DB2 Connector - enable partitioning

Marley777 · Post by **Marley777** » Tue Oct 26, 2010 3:15 pm

Reading from a partitioned db2 table. When we read the table using a 3 node config file and don't use enable partitioning...it works. But if we enable partitioning we get the same results 3 times one for each node in the config file, data duplicated. Anyone ever experienced this, what did you do to fix? How do we get the db2 connector stage to truly run in parallel? Thanks for your help.

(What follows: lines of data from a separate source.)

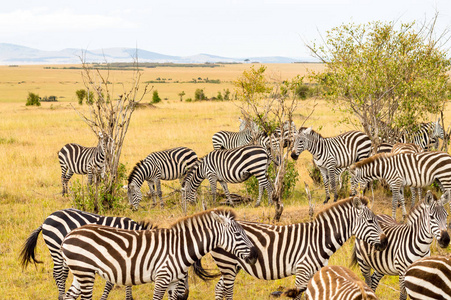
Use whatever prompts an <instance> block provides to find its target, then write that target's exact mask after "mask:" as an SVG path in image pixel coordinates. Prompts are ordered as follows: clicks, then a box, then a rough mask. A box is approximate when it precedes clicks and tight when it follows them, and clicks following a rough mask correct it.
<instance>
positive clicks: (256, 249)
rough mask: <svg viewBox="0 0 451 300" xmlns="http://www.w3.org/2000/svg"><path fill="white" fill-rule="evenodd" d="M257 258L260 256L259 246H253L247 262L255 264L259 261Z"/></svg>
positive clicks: (251, 249)
mask: <svg viewBox="0 0 451 300" xmlns="http://www.w3.org/2000/svg"><path fill="white" fill-rule="evenodd" d="M257 258H258V251H257V248H255V247H251V253H249V256H248V257H246V259H245V261H246V263H248V264H250V265H253V264H255V263H256V262H257Z"/></svg>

mhester · Post by **mhester** » Tue Oct 26, 2010 3:35 pm

in your sql statement (if user defined) do you have the

Code: Select all

NODENUMBER(partition_key)=CURRENT NODE

dbpartitionnum will work too

The stage is running parallel in the sense of ETL - one db2 connector pid for each node in the configuration. The sql statement gets handed off to an instane on the dpf server and then is handed off to the admin/coordinator node to execute in parallel in the DB. If you choose direct connect then true partitioned reads take place bypassing the admin/coordinator node.

I think what might be happening with your query is that you have defined the stage as enabled for partitioned reads, but the query is a straight select ... from the db without the above clause which is what will allow it to only bring data back for that particular node and partition.

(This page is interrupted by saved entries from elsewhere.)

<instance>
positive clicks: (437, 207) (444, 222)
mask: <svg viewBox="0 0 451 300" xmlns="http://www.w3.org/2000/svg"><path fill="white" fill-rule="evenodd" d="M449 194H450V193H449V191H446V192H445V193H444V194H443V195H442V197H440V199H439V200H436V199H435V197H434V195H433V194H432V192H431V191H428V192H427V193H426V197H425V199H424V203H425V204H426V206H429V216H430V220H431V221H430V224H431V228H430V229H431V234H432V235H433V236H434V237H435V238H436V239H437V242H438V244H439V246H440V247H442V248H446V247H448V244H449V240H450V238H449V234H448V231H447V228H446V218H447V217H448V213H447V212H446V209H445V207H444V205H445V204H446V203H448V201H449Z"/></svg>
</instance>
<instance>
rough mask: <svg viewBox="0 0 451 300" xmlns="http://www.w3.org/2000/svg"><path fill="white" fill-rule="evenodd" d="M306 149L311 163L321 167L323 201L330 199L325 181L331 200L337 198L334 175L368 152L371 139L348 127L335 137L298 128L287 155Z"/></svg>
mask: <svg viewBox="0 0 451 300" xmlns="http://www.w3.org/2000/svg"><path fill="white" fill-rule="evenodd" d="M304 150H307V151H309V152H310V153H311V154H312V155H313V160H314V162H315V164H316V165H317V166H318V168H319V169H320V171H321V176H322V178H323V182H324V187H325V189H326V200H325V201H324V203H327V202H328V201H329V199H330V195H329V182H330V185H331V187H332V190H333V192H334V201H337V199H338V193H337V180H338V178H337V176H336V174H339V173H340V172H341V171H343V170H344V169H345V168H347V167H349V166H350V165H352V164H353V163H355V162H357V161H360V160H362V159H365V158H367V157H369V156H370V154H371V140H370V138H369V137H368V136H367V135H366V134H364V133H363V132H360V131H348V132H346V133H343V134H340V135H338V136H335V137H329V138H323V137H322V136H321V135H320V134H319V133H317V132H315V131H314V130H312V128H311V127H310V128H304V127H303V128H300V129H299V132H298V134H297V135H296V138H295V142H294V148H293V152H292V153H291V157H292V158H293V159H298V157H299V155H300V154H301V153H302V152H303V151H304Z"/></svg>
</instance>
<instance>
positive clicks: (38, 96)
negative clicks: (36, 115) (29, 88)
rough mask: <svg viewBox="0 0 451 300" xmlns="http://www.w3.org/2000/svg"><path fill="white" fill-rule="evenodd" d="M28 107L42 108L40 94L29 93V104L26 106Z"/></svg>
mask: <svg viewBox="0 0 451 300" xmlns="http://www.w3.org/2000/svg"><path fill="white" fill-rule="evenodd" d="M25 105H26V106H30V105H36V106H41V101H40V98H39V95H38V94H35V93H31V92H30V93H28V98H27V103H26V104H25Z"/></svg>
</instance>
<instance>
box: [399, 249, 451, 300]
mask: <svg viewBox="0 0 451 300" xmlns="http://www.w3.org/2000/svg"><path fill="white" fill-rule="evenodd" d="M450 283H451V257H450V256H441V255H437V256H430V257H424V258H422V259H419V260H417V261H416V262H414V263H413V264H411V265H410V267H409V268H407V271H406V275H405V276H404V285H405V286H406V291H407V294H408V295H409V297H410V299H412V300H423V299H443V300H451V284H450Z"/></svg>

Make sure you choose parition type of DB2 unless you want another kind, but that would be unlikely.

If you let the stage generate the sql then the stage will prepare a correct query with the above clause already present.

Marley777 · Post by **Marley777** » Wed Oct 27, 2010 7:01 am

thanks

where in the sql do we put this?

NODENUMBER(partition_key)=CURRENT NODE

Also want to mention we have a dpf environment, didn't know if that makes a difference.

mhester · Post by **mhester** » Wed Oct 27, 2010 8:44 am

Marley777 wrote:thanks

where in the sql do we put this?

NODENUMBER(partition_key)=CURRENT NODE

Also want to mention we have a dpf environment, didn't know if that makes a difference.

Code: Select all

SELECT COL1, COL2 FROM TABLE WHERE NODENUMBER(COL1)=CURRENT_NODE

Choose Uncommitted Read in the stage and yes this is syntax specifically related to partitioned tables.

Keep in mind that COL1 is the column/key which would have been used in the DDL for the hash key for the table in question.